Spooner agrees. He says the service’s highly trained staff of registered nurses and National Registry paramedics “are on staff around the clock every day of the year to respond to hospitals in Aroostook County to stabilize and care for these critical patients and transport them to definitive care even if it is on Christmas Eve at 11 o’clock at night.”
“Without Crown CCT and the extensive training that we do, many people in The County would not have as good of outcomes as they do today. Bangor is two and a half hours from Presque Isle by ground, one hour and 20 minutes by air. Portland is four hours by ground and one hour and 45 minutes by air (bed to bed times).

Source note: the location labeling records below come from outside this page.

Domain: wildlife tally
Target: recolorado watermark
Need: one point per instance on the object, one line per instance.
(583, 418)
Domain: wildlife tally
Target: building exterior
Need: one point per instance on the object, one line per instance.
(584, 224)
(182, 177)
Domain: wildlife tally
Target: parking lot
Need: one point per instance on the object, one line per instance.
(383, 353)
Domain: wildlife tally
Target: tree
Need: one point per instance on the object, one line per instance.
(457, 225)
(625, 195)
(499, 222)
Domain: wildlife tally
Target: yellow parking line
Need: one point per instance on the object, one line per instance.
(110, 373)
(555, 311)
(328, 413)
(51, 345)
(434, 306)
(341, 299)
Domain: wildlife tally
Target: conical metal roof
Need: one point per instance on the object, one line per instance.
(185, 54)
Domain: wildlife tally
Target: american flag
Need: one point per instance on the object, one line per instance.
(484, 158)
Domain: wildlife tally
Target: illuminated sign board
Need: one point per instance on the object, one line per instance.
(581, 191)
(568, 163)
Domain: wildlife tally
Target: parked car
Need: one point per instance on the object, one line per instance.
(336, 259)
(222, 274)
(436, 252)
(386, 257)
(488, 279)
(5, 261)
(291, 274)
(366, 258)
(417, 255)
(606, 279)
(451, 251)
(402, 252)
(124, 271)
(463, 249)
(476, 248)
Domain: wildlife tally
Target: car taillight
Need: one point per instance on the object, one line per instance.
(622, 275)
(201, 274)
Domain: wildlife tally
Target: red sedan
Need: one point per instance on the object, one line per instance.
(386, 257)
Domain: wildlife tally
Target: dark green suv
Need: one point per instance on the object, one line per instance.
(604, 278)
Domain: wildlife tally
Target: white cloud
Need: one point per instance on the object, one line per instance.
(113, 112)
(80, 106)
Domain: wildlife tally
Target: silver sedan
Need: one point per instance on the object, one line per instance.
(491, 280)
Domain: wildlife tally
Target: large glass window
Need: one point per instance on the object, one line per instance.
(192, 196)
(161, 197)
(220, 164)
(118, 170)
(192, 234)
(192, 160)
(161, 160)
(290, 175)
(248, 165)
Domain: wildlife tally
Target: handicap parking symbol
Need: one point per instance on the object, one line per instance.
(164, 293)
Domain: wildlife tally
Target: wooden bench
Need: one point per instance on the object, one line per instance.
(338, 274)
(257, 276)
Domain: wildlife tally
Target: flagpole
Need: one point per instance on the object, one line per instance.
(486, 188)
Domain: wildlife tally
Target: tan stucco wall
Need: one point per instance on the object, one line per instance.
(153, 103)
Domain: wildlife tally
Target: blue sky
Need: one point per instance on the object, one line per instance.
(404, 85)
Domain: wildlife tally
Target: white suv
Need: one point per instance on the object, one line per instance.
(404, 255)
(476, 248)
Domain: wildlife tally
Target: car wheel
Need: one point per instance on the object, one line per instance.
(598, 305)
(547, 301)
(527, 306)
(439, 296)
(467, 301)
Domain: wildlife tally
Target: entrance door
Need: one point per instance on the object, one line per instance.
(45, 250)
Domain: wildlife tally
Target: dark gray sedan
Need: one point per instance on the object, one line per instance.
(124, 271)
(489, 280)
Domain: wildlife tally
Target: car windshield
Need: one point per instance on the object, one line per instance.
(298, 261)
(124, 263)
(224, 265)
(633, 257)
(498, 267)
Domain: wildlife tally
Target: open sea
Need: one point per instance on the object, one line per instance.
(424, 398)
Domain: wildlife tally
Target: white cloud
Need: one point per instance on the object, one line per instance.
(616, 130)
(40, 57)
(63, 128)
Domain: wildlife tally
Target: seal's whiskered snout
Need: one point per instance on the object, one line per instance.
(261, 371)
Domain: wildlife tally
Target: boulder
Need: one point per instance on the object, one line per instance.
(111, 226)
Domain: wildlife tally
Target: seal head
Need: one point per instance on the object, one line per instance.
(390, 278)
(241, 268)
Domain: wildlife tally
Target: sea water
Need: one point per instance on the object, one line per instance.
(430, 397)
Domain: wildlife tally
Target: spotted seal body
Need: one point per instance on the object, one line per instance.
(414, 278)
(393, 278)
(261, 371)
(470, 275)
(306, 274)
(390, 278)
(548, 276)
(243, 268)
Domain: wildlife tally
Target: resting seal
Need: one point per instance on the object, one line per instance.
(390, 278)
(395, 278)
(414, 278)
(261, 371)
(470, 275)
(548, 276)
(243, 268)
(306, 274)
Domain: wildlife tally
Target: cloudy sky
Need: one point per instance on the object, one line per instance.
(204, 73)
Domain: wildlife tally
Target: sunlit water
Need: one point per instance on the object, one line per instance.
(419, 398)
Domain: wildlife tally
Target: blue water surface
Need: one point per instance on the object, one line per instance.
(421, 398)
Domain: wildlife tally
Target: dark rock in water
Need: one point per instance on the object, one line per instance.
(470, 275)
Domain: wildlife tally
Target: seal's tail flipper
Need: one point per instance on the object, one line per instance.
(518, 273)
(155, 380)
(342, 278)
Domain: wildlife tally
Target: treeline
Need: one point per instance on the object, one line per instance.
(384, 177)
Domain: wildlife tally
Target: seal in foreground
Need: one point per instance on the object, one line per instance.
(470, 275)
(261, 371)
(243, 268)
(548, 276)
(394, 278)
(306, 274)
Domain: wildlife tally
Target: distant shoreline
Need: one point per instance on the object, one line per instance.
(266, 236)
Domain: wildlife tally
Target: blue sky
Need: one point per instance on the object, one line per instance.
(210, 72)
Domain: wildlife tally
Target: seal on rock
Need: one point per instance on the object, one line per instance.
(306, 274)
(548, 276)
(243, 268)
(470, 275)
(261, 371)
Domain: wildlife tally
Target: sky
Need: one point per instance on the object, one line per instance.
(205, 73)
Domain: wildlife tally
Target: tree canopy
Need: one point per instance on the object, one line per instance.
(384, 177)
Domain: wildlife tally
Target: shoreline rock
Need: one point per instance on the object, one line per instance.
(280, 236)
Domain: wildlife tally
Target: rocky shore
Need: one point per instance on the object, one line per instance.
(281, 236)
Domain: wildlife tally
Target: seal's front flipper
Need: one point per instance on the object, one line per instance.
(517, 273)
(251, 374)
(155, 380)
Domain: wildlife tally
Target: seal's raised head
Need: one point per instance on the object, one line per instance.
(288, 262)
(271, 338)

Crown CCT employees have regular scheduled trainings two days per month to maintain the high level of expertise that they have achieved,” said Spooner. As for Watson, recovery has been a long road, but she remains optimistic.
“My recovery has been one day at a time. I have good days and bad,” she said. “I returned to work in February 2013. TAMC Cardiac Rehab helped me tremendously. I still do not have the stamina I used to have, but I keep trying.”
This Christmas it might be hard to match the gift of life that Watson and her family received last year, but her husband will always be grateful for his wife’s health.
“Paul said it was the worst and best Christmas ever — worst because I had a heart attack and died, best because I was brought back to life and we could hold hands and be together on Christmas Day,” she said.